He added that lawyers for Ms. Stewart have told the committee that she
called Samuel Waksal before Dec. 25 to tell him she would be spending
Christmas in Mexico and left a telephone number where she could be
reached. The call is shown on his phone log, Mr. Johnson said. On Dec. 27,
Mr. Johnson said, Ms. Stewart telephoned Samuel Waksal from San
Antonio, where her plane had stopped to refuel. That call, Mr. Johnson said,
took place at 1:43 p.m. — the same time that Ms. Stewart's broker executed
the sale of her ImClone shares.

"We're trying to verify what time the trades were executed and what time the
calls were made," Mr. Johnson said.

Her stockbroker, Peter Bacanovic of Merrill Lynch, referred requests for
comment to the Merrill public relations office. A Merrill spokesman said: "We
do not discuss possible client relationships, nor do we comment on
investigations except to say that we cooperate fully with the proper authorities
in all regulatory inquiries."

A spokesman for the New York Stock Exchange would neither confirm nor
deny a report in The New York Post yesterday that the exchange was
investigating Ms. Stewart. She was named a director of the Big Board last
week, along with executives of Autodesk Inc. and BlackRock Inc.

It would be unusual for the New York Stock Exchange to investigate trades
made on another exchange. Shares of ImClone are traded on the Nasdaq.

As a director of the New York Stock Exchange, Ms. Stewart could be
questioned about the propriety of her ImClone stock sale, but a spokesman
for the exchange would not say whether an inquiry had begun.

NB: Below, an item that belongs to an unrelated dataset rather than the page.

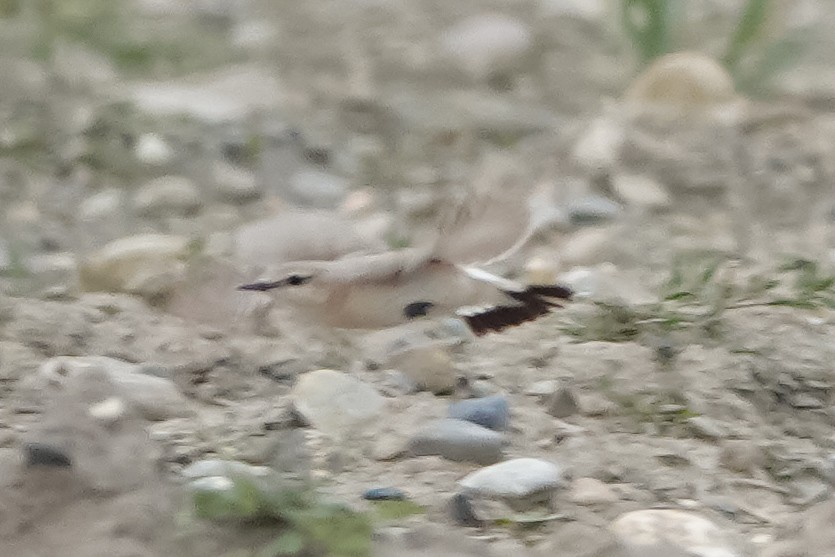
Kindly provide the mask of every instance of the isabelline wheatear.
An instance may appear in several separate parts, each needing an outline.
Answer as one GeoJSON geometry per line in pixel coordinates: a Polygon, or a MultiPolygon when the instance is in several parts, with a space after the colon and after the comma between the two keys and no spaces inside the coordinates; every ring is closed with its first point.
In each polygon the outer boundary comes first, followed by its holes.
{"type": "Polygon", "coordinates": [[[562,307],[571,290],[526,286],[473,266],[502,260],[530,239],[528,197],[518,183],[505,179],[475,192],[426,247],[287,263],[238,289],[274,293],[304,320],[340,329],[457,315],[480,336],[532,321],[562,307]]]}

A spokeswoman for the Securities and Exchange Commission, which often
investigates stock trades, referred requests for comment to a statement issued
Wednesday, in which the commission announced that it had filed insider
trading charges against Samuel Waksal. The statement noted that "the
commission's investigation is ongoing."

Shares of Martha Stewart Living Omnimedia continued to fall yesterday,
closing down 20 cents, at $14.80, after unusually heavy trading of nearly 1.7
million shares. Since June 6, when Congressional investigators said they were
looking into her sale of ImClone shares, the stock price of Ms. Stewart's
company has dropped 22 percent.

Mr. Bacanovic has turned up in the society pages as frequently as Ms.
Stewart, and occasionally by her side. A youthful first vice president in Merrill
Lynch's United States private client group, he has worked at Merrill for about
nine years. He is considered a philanthropist by some who know him, and he
once told an acquaintance that he tried to give away 50 percent of his salary.

"He is good looking, popular and well liked," said David Patrick Columbia, a
columnist who has published beaming pictures of Mr. Bacanovic at parties on
his Web site, Newyorksocialdiary.com. "He is often invited to the most
prominent affairs in New York. He is on the A list when hostesses want to
find a really attractive, fun, extra man."